Admission Criteria Must Take Fever Into Account
John W. Graef, MD, chief, Services Office at Children’s Hospital, Harvard Vanguard Services Office, Boston, responds: “The presence or absence of fever is an important variable. Dipstick urines are shortcuts and don’t provide such information as the presence or absence of casts, although the fact that the child is vomiting and irritable is suggestive of pyelonephritis as opposed to a simple UTI/cystitis. [The scenario doesn’t] mention how the urine is obtained. Presumably it is a cath specimen, but that needs to be specified.
“Jaundice can occur with a UTI, but usually in the first week or so of life. A 32-day-old infant with pyelo is unlikely to be jaundiced unless for some other reason.
“I certainly agree with routine admission of a febrile infant up to one month, but not necessarily an otherwise well female infant. The presence of vomiting and irritability with or without fever might prompt a full septic work-up, in which case the decision to admit an afebrile infant would depend on the results of the CBC/UA and probably an LP. A blood culture and CBC should be drawn in the ED.
“In other words, one can’t have it both ways. If the irritability and vomiting are due to pyelo, a septic work-up is warranted. If all parameters are normal, the only reason for admission is hydration of a vomiting infant. If the infant was afebrile and had an uncomplicated UTI, I would not automatically admit an otherwise well 32-day-old.
“Poor PO (per OS, i.e., oral, by mouth) intake in an infant with a UTI warrants IV fluid regardless of age.”
—John W. Graef, MD
True Emesis With Decreased Oral Intake Indicates Admission
Erin R. Stucky, MD, pediatric hospitalist, Children’s Hospital and Health Center San Diego, associate professor, UCSD Pediatrics, responds: “The decision to admit or discharge this one-month-old with vomiting, jaundice, poor eating, and irritability should include consideration of hydration status, toxicity, sepsis potential, and ability to secure close follow-up. We will make the assumption that the infant is term, with no past medical history, family history, or prenatal evaluation that would put the infant at greater risk for sepsis or likelihood of underlying anatomic genitourinary abnormality.
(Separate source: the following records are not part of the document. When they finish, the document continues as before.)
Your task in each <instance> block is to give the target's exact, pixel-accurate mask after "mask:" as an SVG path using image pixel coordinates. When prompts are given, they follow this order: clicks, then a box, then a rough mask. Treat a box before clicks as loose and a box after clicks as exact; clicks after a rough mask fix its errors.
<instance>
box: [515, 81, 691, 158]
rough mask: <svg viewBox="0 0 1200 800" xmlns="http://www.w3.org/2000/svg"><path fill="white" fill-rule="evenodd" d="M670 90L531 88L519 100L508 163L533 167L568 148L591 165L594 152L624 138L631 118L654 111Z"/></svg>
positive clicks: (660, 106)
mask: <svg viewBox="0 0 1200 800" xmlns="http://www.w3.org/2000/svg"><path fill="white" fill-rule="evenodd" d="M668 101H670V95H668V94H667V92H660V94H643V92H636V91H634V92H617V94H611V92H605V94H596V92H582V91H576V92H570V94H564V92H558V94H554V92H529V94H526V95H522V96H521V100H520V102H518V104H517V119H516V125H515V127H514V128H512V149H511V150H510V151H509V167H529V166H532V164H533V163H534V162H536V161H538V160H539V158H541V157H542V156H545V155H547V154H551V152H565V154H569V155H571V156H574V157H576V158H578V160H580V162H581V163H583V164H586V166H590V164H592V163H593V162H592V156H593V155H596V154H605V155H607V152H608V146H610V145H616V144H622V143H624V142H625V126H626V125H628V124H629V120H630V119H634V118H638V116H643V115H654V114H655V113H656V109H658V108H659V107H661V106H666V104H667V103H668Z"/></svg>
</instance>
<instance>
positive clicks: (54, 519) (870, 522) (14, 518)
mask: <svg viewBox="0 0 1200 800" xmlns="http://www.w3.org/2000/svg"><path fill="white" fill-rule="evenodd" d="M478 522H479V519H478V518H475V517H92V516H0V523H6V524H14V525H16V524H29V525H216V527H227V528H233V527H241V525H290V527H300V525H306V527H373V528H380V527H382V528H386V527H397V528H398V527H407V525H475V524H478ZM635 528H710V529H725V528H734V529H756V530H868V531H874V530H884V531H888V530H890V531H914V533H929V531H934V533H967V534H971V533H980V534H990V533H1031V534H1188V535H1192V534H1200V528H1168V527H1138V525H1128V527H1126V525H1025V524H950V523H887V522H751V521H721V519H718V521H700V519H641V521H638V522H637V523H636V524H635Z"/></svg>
In addition we will assume that the urinalysis was performed by catheterization in a non-pretreated infant.
“A careful history should elicit the change in urine output, frequency, and volume of emesis to contrast with small ‘spit-ups,’ and change in feeding duration or volume. Observation of a feeding in the office or emergency department can be of great value in determining likelihood of ability to maintain hydration at home. Feeding type should be confirmed [because] parents may dilute or alternately concentrate formula in response to vomiting. In this scenario, true emesis in an infant with decreased oral intake would be grounds for admission, intravenous hydration, and evaluation of electrolytes.
“A newly irritable infant evokes a visceral sensation for all pediatric hospitalists. An irritable one-month-old may be suffering from a single system infection, electrolyte imbalance, or other insult, but unfortunately may just as easily have multisystem involvement. Vital signs and physical exam findings of toxicity, such as tachycardia and delayed capillary refill, are not known to us. The presence of jaundice raises concern for cholestasis induced by E. coli or possibly rarer metabolic disease, such as galactosemia. Admission would allow for evaluation and monitoring of the more likely causes of irritability in our index patient, which include sepsis, meningitis, and electrolyte and acid-base imbalances.